Ada Ruth is left in the care of her grandmother, who’s stern and reserved compared to Mama. But over time, Ada Ruth and Grandma form a tender bond.
The last page of the book shows Mama trudging through the snow toward the house, just a few footsteps from a reunion with her daughter and her mother.
Great for: Growing Reader (6–8)Also available from: -
Nana in the City
When a little boy from a small town spends the night at his grandmother’s apartment in New York City, he’s intimidated by the crowds, the noise, and the homeless people.
“I love my nana, but I don’t love the city,” he narrates. “The city is filled with scary things.”
So Nana stays up late knitting a fancy red cape to make her grandson feel like a superhero, and the next day, he wears it out on the town.
Like many grandparents nowadays, Nana is urbane. She takes the boy to hear some street musicians and watch a break-dancer. She coaxes him to pet a pack of dogs being led by a dog-walker.
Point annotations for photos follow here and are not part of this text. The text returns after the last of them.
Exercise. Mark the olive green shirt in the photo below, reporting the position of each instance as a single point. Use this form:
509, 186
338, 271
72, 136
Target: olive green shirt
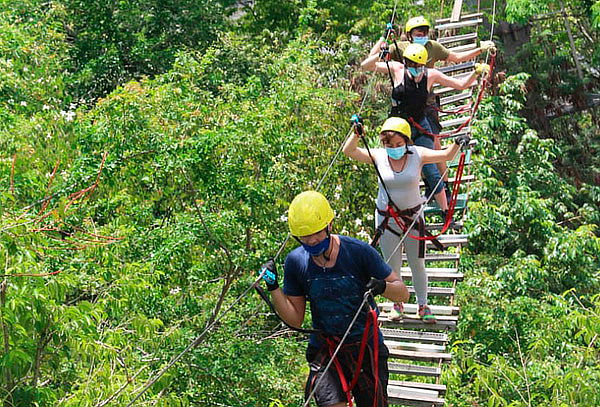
435, 52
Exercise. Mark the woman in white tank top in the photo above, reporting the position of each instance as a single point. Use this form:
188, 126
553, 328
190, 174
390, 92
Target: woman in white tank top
399, 164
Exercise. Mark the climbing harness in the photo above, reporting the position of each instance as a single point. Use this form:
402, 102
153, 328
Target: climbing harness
401, 217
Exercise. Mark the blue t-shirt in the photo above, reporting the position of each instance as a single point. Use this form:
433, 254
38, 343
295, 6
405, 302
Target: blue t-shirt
335, 293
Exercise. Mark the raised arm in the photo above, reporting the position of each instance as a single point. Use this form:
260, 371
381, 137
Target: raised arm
434, 76
352, 150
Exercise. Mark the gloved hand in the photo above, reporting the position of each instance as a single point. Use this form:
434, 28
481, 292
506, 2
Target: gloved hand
462, 140
270, 275
389, 28
482, 69
487, 46
357, 122
377, 287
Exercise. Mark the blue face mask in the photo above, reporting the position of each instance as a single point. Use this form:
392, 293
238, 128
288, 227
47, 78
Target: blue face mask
396, 153
415, 71
317, 249
421, 40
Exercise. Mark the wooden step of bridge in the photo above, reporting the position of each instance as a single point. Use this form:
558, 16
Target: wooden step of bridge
430, 257
459, 24
413, 370
457, 38
440, 388
386, 307
408, 396
456, 98
451, 180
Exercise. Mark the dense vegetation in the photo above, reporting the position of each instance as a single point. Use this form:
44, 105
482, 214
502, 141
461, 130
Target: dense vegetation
149, 151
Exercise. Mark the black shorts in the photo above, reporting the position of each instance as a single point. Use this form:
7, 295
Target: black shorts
330, 390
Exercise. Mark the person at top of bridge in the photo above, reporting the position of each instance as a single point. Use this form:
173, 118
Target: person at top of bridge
333, 273
399, 165
411, 84
417, 31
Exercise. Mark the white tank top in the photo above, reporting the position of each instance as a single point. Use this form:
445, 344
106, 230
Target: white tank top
403, 186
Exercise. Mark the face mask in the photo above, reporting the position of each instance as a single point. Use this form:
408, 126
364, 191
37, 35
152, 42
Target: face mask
317, 249
396, 153
415, 71
421, 40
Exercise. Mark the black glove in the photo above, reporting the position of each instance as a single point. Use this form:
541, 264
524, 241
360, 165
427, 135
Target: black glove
389, 28
462, 140
270, 275
376, 286
358, 124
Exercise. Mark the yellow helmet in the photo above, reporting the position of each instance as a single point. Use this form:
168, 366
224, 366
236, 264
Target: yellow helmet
396, 124
309, 213
416, 22
416, 53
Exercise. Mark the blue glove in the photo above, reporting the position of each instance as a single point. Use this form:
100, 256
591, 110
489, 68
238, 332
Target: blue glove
377, 287
270, 275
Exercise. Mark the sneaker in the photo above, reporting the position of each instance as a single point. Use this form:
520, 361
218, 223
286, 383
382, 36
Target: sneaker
426, 314
397, 312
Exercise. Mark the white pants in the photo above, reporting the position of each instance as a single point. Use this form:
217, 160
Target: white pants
389, 243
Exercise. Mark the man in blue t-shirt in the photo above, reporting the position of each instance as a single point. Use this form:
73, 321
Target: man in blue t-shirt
333, 273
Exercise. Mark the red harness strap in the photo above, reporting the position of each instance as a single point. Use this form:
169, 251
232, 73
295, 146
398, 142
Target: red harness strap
451, 205
332, 344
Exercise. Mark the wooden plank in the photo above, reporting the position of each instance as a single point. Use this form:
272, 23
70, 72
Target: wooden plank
454, 122
440, 388
463, 48
433, 276
457, 38
462, 17
435, 291
463, 109
459, 76
412, 308
457, 67
413, 370
460, 24
456, 9
435, 357
438, 257
437, 226
454, 163
414, 323
414, 346
456, 98
405, 397
420, 336
450, 134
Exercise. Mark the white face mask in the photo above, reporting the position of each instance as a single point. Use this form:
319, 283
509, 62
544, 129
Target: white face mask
421, 40
415, 71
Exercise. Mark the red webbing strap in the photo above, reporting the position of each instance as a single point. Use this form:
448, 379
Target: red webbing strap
332, 344
451, 205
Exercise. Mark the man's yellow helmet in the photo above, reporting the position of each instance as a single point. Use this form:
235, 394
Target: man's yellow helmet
417, 22
309, 213
397, 124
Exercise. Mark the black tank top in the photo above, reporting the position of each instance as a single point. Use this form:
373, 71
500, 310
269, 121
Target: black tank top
410, 98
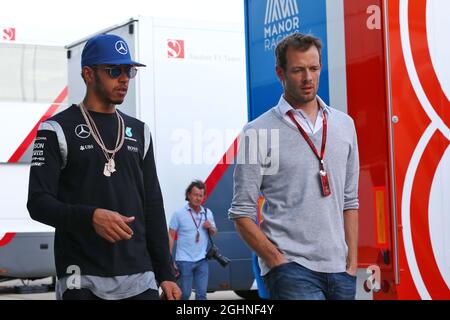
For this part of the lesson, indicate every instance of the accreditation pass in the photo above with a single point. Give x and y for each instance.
(225, 309)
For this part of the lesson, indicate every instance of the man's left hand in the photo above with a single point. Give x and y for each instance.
(171, 290)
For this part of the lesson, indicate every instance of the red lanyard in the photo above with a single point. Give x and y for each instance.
(322, 173)
(197, 237)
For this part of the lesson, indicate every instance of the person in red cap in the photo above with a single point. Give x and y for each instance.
(93, 178)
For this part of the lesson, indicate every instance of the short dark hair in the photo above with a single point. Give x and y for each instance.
(298, 41)
(196, 183)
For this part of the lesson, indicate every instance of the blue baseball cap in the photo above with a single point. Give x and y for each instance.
(107, 49)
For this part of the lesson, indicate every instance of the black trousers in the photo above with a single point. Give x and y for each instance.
(86, 294)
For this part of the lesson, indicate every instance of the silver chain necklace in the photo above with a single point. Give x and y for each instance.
(110, 165)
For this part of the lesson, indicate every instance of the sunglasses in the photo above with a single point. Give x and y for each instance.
(116, 71)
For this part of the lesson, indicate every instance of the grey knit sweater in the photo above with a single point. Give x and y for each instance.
(275, 161)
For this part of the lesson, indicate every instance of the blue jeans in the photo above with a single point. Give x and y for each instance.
(292, 281)
(193, 272)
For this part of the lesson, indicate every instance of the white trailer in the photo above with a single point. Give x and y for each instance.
(33, 88)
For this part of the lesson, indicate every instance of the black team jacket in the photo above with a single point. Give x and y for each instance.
(67, 185)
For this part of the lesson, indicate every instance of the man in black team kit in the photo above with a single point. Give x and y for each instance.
(93, 178)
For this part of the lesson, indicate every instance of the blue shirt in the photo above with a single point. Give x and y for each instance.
(188, 249)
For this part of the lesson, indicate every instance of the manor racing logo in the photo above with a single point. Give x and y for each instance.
(281, 20)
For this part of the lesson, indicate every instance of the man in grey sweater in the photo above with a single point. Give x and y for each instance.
(302, 157)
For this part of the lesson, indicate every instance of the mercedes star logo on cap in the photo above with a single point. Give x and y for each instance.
(82, 131)
(121, 47)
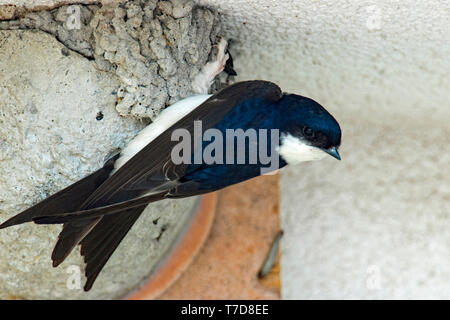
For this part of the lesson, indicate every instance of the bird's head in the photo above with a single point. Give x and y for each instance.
(307, 131)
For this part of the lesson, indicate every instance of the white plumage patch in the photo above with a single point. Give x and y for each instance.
(293, 150)
(165, 120)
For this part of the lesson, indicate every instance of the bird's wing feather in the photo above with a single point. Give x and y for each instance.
(153, 161)
(67, 200)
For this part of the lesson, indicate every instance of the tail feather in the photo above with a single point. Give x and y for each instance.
(67, 200)
(69, 237)
(100, 243)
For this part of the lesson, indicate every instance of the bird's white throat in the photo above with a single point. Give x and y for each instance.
(293, 150)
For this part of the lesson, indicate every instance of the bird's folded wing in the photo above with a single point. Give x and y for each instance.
(153, 162)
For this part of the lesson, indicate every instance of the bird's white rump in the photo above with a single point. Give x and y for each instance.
(165, 120)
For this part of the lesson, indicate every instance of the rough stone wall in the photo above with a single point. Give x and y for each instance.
(60, 90)
(155, 48)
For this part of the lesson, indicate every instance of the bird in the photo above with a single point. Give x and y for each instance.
(99, 210)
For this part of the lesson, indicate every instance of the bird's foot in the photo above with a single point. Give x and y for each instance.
(204, 79)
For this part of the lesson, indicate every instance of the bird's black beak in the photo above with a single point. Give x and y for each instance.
(332, 152)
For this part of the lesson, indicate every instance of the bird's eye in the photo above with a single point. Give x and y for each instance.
(307, 131)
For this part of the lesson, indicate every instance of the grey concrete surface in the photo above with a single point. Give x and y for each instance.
(376, 224)
(155, 48)
(50, 136)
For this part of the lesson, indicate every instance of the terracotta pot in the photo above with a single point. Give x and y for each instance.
(182, 251)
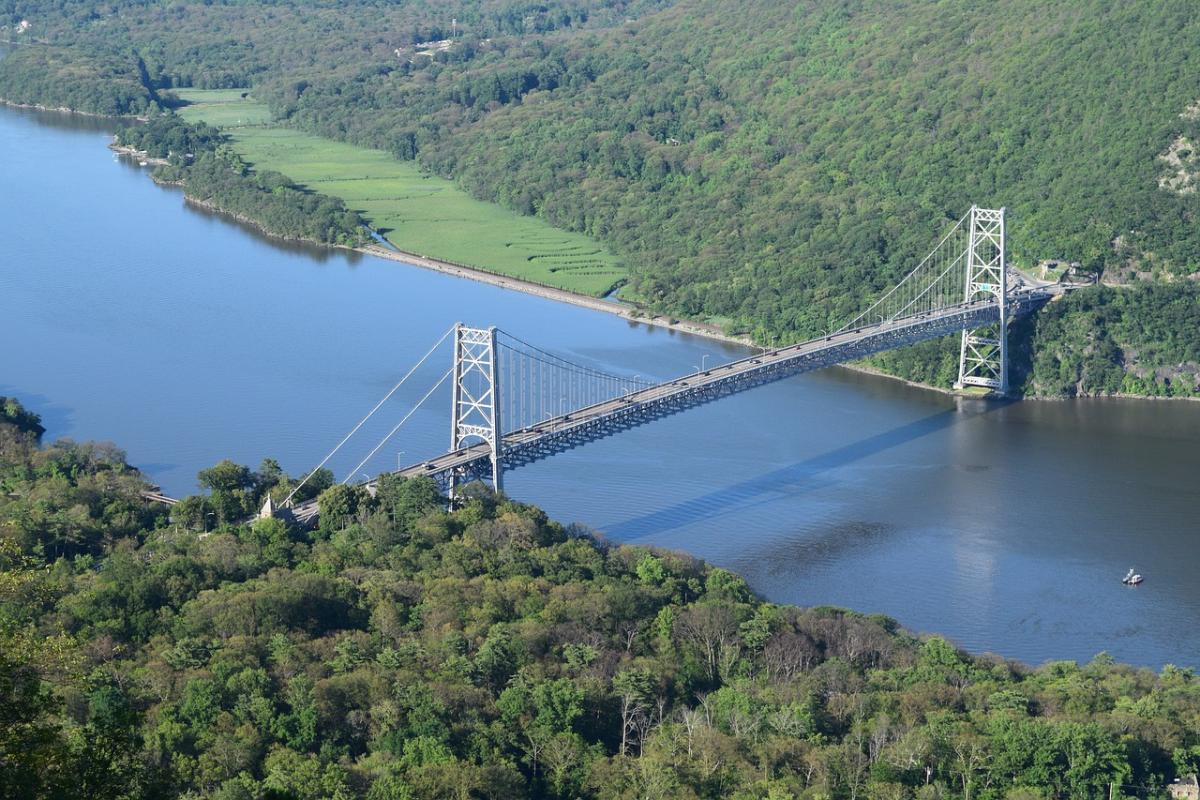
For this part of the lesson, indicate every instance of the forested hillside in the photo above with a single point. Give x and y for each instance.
(403, 653)
(767, 166)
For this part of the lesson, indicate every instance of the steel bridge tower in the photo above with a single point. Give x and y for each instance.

And when grandmother and grandson pass a food cart, she buys some hot pretzels and hands them to a homeless man.
“The city is busy, the city is loud, and it is the absolute perfect place for a nana to live,” the boy concludes. “And for me to visit!”
Great for: Pre-K (3–5), Growing Reader (6–8) -
Lucky Pennies and Hot Chocolate
“My favorite person in the world is coming for a visit,” the book begins. “I have a whole bunch of new knock-knock jokes for him.”
The narrator then describes all the fun things he and his “favorite person” will do together:
“I can’t wait to show him that huge hole they’ve dug down the street! I like to watch big machines moving the earth, doing their jobs.”
“I invented a new pancake recipe to try out. Super-scrumptious banana-raisin-marshmallow-surprise pancakes. I think he’ll like them.”
Only on the last page will kids realize that the narrator isn’t the boy — it’s his exuberant grandpa.
Age doesn’t define us, the author seems to be saying. Love does.
Great for: Pre-K (3–5) -
Bigmama’s
For millions of kids, summertime means visits with grandparents. They’ll relate to this autobiographical book, in which the author, who grew up in New Jersey, recalls his annual stays at his grandparents’ farm in Cottondale, Fla., in the 1940s and ‘50s.
Every year, when the author, his mother, and his siblings arrived, “Bigmama and Bigpapa were waiting for us on the porch. There were hugs and kisses and ‘Oh my, how you’ve grown!’ and ‘How tall you are … is this you?’”
“Then off with our shoes and socks. We wouldn’t need them much in the next few weeks.”
Later, at dinnertime: “Everybody sitting around the table that filled the room — Bigmama, Bigpapa, Uncle Slank, our cousins from down the road, and all of us. We talked about what we did last year. We talked about what we were going to do this year. We talked so much we hardly had time to eat.”
“The night was jet black except for millions of stars. We could hardly sleep thinking about things to come.”
The last page shows a grown man lying in bed at sunset. An urban skyline is visible from the window.
“Some nights even now, I think that I might wake up in the morning and be at Bigmama’s with the whole summer ahead of me.”